Leonard sipped his beer and studied the barbed-wire fence on the opposite side of the road. “See that mockingbird on the fence post, Hap?”
“Why? Is he trying to get my attention?”
“He’s a fat one. You don’t see many that fat.”
“I wonder about that all the time, Leonard. How come mockingbirds don’t normally get fat. Thought I might write a paper on it.”
“My uncle’s favorite bird. I always thought they were ugly, but he thought they were the grandest things in the world. He used to call me his little mockingbird when I was a kid because I mocked him and everybody else. I see one, I think of him. Hokey, huh?”
I didn’t say anything. I focused my eyes on the floorboards at the edge of the porch, watched as a hot horsefly staggered on its disease-laden legs, trying to make the little bit of shade the porch roof provided. The fly faltered and stopped. Heat-stroke, I figured.

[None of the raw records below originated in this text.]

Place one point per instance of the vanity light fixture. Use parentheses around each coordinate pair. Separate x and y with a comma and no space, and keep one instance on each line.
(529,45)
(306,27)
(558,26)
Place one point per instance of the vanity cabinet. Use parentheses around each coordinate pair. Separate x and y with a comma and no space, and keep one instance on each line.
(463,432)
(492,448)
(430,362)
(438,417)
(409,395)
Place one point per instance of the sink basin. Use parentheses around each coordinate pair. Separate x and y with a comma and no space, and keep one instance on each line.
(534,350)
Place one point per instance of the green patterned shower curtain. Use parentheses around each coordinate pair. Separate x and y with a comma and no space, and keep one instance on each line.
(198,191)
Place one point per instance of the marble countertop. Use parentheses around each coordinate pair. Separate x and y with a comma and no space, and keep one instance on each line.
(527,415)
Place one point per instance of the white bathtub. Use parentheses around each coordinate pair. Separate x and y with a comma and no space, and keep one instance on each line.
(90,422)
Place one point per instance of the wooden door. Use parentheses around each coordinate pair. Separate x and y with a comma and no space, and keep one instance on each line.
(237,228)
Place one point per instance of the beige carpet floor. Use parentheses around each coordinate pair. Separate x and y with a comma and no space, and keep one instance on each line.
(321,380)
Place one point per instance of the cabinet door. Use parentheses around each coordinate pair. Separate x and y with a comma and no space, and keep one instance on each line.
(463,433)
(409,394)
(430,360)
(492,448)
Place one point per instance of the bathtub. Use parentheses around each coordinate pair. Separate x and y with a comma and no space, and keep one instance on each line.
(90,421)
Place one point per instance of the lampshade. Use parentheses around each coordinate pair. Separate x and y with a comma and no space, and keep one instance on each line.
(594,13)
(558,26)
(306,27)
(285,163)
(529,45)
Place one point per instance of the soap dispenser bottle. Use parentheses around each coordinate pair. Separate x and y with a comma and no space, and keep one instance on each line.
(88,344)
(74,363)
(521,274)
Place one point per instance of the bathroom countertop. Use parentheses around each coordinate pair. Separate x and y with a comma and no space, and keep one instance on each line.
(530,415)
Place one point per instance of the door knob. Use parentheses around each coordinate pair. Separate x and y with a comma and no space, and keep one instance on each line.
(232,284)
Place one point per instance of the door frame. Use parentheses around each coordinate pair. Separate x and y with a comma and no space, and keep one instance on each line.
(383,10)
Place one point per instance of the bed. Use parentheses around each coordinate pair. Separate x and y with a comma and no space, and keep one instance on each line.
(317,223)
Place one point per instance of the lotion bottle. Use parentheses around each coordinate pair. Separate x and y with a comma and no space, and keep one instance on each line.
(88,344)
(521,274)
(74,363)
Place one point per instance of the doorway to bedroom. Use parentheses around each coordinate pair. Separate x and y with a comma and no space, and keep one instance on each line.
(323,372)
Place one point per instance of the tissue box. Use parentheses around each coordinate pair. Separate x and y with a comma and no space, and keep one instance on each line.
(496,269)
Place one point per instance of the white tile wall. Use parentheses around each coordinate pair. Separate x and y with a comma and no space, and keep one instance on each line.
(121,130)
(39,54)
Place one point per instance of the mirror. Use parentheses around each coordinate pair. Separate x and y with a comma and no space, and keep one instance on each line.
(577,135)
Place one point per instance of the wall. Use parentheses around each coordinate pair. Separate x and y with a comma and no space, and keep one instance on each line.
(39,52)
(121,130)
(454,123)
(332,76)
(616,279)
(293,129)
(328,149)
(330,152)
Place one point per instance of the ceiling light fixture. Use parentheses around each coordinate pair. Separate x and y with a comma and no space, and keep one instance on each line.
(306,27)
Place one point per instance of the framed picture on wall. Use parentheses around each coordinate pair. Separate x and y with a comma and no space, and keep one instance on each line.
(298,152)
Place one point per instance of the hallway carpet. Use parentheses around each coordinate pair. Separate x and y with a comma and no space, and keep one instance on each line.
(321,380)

“I want to go to Uncle Chester’s funeral tomorrow,” Leonard said. “But I don’t know. I feel funny about it. He probably wouldn’t want me there.”
“From what you’ve told me about Uncle Chester, spite of the fact he disowned you when he found out you were queer-”

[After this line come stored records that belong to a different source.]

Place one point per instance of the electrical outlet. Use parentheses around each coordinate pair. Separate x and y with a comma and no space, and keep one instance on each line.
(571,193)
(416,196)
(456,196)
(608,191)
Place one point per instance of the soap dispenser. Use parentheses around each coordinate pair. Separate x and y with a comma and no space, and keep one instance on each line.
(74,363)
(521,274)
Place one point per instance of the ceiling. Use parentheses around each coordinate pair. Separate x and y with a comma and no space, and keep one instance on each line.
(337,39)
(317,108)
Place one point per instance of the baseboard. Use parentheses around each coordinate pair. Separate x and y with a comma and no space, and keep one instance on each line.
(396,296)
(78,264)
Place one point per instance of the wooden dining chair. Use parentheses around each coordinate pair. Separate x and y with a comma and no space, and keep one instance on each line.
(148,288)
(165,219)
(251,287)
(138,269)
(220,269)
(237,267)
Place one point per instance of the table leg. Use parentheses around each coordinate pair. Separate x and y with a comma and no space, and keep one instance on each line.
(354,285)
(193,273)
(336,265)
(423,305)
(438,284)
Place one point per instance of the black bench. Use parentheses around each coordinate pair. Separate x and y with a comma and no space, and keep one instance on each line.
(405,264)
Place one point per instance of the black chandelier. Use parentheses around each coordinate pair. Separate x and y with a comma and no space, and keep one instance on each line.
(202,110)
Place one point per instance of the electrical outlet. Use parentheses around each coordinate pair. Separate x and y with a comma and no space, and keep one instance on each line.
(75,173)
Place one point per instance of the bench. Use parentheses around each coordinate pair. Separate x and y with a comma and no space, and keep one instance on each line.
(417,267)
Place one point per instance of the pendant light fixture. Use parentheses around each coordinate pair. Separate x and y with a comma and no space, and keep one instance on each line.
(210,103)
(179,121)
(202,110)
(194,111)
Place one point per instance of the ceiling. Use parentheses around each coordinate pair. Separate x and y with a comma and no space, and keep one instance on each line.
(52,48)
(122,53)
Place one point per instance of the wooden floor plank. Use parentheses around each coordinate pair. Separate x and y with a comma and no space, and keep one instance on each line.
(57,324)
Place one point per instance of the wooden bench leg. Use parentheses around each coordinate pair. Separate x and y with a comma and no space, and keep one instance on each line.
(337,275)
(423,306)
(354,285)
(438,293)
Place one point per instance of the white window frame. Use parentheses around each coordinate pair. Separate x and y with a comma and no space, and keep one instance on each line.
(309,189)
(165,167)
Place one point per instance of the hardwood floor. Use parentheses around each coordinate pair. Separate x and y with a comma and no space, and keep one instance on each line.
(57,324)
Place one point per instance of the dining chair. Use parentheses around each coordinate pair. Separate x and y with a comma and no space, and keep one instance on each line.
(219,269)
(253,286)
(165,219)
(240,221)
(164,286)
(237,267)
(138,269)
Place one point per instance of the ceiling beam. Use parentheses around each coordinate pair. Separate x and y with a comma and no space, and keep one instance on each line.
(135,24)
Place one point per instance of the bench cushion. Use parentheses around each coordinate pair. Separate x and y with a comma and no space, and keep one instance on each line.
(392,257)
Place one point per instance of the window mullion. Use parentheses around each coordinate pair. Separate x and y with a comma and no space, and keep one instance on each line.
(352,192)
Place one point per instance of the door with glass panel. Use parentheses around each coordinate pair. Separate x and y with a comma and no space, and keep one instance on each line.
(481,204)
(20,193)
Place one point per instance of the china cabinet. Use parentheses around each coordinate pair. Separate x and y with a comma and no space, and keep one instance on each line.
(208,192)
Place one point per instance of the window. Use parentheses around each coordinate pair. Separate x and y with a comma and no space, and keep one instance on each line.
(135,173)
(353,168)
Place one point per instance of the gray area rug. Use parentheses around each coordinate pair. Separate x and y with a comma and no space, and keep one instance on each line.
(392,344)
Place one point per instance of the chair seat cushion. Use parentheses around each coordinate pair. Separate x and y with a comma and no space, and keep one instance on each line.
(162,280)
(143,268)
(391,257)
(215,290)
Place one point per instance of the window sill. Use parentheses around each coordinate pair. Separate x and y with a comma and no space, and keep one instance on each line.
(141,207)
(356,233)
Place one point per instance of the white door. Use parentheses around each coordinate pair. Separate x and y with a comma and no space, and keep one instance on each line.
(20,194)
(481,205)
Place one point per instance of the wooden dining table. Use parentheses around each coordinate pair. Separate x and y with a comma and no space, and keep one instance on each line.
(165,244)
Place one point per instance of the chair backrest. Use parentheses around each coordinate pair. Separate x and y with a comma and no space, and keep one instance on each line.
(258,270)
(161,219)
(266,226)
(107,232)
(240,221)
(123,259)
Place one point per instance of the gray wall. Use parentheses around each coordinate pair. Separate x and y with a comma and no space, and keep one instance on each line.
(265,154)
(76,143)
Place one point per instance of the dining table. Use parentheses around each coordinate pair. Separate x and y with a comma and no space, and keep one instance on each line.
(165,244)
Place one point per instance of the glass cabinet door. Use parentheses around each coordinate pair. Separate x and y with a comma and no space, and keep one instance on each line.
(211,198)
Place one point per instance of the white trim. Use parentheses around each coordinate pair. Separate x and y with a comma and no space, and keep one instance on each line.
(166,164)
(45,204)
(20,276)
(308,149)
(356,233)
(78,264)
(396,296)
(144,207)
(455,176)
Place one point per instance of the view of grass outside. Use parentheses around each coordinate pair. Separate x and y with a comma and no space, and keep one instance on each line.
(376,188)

“Gay. We say gay now, Hap. You straights need to learn that. When we’re real drunk, we call each other fags or faggots.”
“Whatever. I’m sure, in his own way, Chester was a good guy. You loved him. It doesn’t matter what he would have wanted. What matters is what you want. He’s dead. He’s not making decisions anymore. You want to go to the funeral and tell him ’bye because of the good things you remember about him, go on.”
“Come with me.”
“Hey, I’m sorry for Uncle Chester on account of what he meant to you, but I don’t know him from brown rice. Fact is, him dying, you coming around upset, and me leaving the rose fields like that, I figure I don’t have a job anymore. He screwed up my income, so why the hell would I want to go to his funeral?”
“Because I want you to and you’re my friend and you don’t want to hurt my teeny-weeny feelings.”
This was true.
I didn’t like it, but I agreed. Going to a funeral seemed harmless enough.